I'm writing some nodes and relations to a neo graph, and the round trip seems about 1s for a single insert. Is there a way to batch insert nodes in one query, eg by passing an array of values?
my basic cypher is like this.
I can't insert these in parallel as there are duplicated nodes, or the t2/end of one insert is the t1/start node of the next. For some reason even when using transactions I seem to get duplicated nodes.
You can possibly get duplicates when merging if you simultaneously merge the same node the first time and don’t have a uniqueness constraint.
You can pass in an array of data via your driver and use it in the query. I suggest an array of maps, so you can access the properties of the map with dot notation.

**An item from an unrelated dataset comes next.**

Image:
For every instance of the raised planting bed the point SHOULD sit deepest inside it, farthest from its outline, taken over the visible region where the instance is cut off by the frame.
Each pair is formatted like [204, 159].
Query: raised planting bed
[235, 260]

Assuming you pass the data as “rows”, which is an array of maps with properties entity1, entity2, and relation, you can try the following:
Sure, if you have multiple threads merging on the same label and property value very close together, you can experience a race condition where neither thread matches, but each creates a node thinking one does not already exists. Once the node(s) are created and setup in the db, the merge will match and will not create a new node.
I have simulated this behavior by submitting the same task (which merged the same node) without latency to a thread pool. I observed duplicate nodes created from the first few threads. I was able to eliminate this behavior by adding a uniqueness constrain to the label/property.

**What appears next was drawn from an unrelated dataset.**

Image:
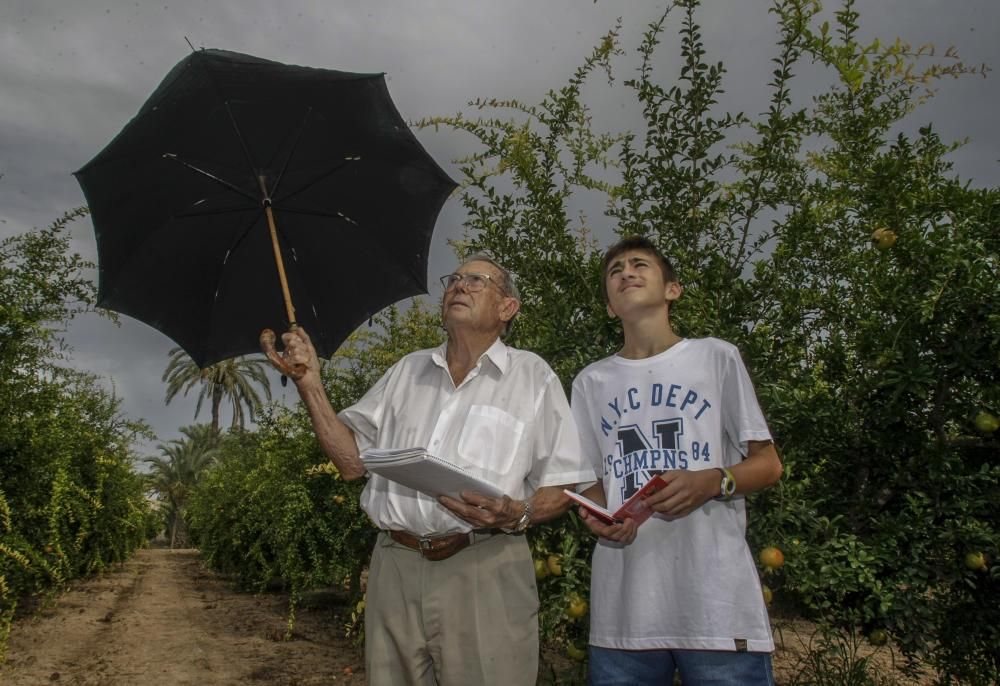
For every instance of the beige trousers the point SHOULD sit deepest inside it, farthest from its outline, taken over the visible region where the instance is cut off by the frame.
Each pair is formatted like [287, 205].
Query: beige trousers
[469, 620]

I am not sure why you are "worried" about adding a uniqueness constraint. It will also add a primary key index, which will greatly improve your match/merges on the index's label/property.

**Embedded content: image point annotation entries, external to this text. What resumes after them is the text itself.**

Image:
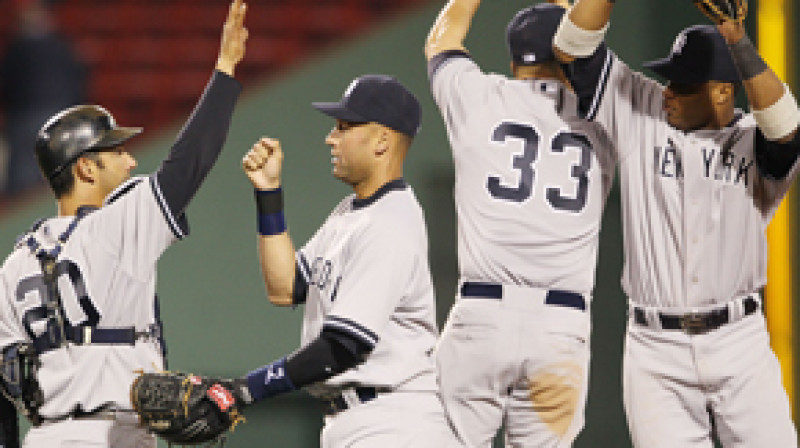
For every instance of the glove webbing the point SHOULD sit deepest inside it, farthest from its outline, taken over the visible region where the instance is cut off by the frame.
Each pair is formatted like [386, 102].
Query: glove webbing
[737, 15]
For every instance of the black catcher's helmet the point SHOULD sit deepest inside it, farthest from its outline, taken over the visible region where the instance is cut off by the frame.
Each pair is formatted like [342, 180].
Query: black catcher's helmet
[74, 131]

interesting. but even with threads / or separate sessions / multiple async callbacks -
if these are transactions I would think the existence check is part of the same TX so there shouldn't be a duplicate created?
I'm running these with JS, and a bunch of async TXs with a Promise.all() to wait for them to complete. Is the transaction just safe within it's own process? That can't be
re constraint : worry is if i have one long sequence of inserts with the unwind and one node seems to be duplicated, then the whole sequence (transaction) would fail.
It would be better to figure out where the dupe is coming from...
I am referring to multiple threads, which should always use their own session, as sessions are not thread safe. As such, each thread would have their own transaction. Transactions are not aware other transaction’s write until they are committed. This can cause a race condition with a merge, when multiple transactions are merging the same node and it doesn’t already exist. The race condition is eliminated with a uniqueness constraint. I am sure there is some locking in this case to make sure the merges are sequential.
But if the constraint throws an error, would that mean the whole transaction would fail?
so if i had a big UNWIND in there all nodes would fail if one were to be a duplicate...
then maybe I need a way within cypher to create a set of individual transactions?
But I think the TX handling was at the driver level, not within cypher itself.
If I make lots of individual calls, it seems the latency or whatever the issue is makes each one take around a second even though my dataset is still tiny.
An exception will be thrown. If you are using auto-commit transactions the whole thing will be rolled back. You could use a transaction function so you can handle the exception.
You should try not to insert duplicate data if you know you have a uniqueness constraint, so it should not happen with frequency.
The point of the uniqueness constraint is to avoid duplicates. It’s necessary if this is important to you. I would rather have an exception then create duplicates when uniqueness is a requirement or expected.
You should have a uniqueness constraint on any property you are using to merge nodes on. You should consider these properties as primary keys.
Keep in mind the situation we are discussing is a race condition where you merge the same node concurrently for the first time and very close in time. Once the node is setup in the db thus is not an issue. There is locking you may content with if you try to update the same node concurrently, but thuu it a standard stuff to deal with it in a multiuser application.